Great Limpopo Transfrontier Park is a 35,000 km² peace park that is in the process of being formed. It will link the Limpopo National Park (formerly known as Coutada 16) in Mozambique, Kruger National Park in South Africa, Gonarezhou National Park, Manjinji Pan Sanctuary and Malipati Safari Area in Zimbabwe, as well as the area between Kruger and Gonarezhou, the Sengwe communal land in Zimbabwe and the Makuleke region in South Africa.

History
The memorandum of understanding for the creation of the peace park was signed on November 10, 2000 as the Gaza-Kruger-Gonarezhou Transfrontier Park. In October 2001 the name was changed to the Great Limpopo Transfrontier Park. By the 5th World Parks Congress held in Durban, South Africa, in 2003 the treaty had not been ratified in Mozambique and Zimbabwe.

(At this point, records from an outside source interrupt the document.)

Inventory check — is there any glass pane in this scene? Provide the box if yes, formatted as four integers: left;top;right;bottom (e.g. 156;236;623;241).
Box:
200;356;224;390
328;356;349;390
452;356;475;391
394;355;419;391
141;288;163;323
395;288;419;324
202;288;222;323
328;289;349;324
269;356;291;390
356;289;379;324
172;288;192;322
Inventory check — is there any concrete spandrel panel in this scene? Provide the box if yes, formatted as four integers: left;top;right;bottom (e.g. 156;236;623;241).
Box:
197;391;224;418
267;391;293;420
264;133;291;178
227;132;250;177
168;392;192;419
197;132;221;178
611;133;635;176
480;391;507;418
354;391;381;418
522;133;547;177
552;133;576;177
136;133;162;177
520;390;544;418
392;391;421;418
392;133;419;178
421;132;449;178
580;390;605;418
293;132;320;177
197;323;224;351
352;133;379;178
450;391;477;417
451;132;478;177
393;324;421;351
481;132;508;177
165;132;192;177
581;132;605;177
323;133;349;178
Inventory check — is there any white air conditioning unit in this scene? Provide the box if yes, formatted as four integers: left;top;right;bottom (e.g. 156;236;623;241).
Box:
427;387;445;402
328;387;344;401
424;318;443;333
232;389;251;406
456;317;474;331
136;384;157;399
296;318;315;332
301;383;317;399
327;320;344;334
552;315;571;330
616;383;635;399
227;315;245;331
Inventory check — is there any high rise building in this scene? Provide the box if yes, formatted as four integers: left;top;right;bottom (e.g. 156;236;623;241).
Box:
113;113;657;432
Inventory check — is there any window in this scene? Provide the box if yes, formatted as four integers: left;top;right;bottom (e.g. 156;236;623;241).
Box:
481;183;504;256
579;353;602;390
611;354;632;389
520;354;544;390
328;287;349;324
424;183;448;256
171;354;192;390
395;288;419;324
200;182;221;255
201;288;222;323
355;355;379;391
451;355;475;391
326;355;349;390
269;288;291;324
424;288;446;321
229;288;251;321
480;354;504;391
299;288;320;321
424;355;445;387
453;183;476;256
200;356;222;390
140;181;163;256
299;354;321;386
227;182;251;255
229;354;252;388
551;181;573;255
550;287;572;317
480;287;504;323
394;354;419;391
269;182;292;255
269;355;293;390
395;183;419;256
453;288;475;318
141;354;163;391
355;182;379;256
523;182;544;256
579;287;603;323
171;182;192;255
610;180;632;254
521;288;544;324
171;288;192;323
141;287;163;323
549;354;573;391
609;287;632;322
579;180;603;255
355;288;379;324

Fences between the parks have started to come down allowing the animals to take up their old migratory routes that were blocked before due to political boundaries.

On the October 4, 2001 the first 40 (including 3 breeding herds) of a planned 1000 elephants were translocated from the over-populated Kruger National Park to the war-ravaged Limpopo National Park. It would take 2½ years to complete the translocation.

The new Giriyondo Border Post between South Africa and Mozambique has started in March 2004.

There are new plans that should increase the size of the park to 99,800 km² (36,000 sq. mi.).

Park will include the following
 Great Limpopo Transfrontier Park
 Kruger National Park about 18,989 km² (Including private game farms that are Signatories to the Greater Limpopo Trans Frontier Co-operation Agreement (GLTFCA), e.g. Mjejane Game Reserve .)
 Makuleke region also see: Makuleke (tribe), and Makuleke about 240 km²
 Limpopo National Park (Mozambique) about 10,000 km²
 Banhine National Park (Mozambique) about 7,000 km²
 Zinave National Park (Mozambique) about 6,000 km²
 Maputo Elephant Reserve (Mozambique) about 700 km²
 Gonarezhou National Park (Zimbabwe) about 5,053 km²
 Manjinji Pan Sanctuary (Zimbabwe)
 Malipati Safari Area (Zimbabwe)
 Sengwe Safari Area (Zimbabwe)

Gallery

Fauna
This park comprises a gamut of wildlife including mammals such as elephant, southern white rhinoceros, giraffe, blue wildebeest, leopard, lion, cheetah, mongoose and spotted hyena.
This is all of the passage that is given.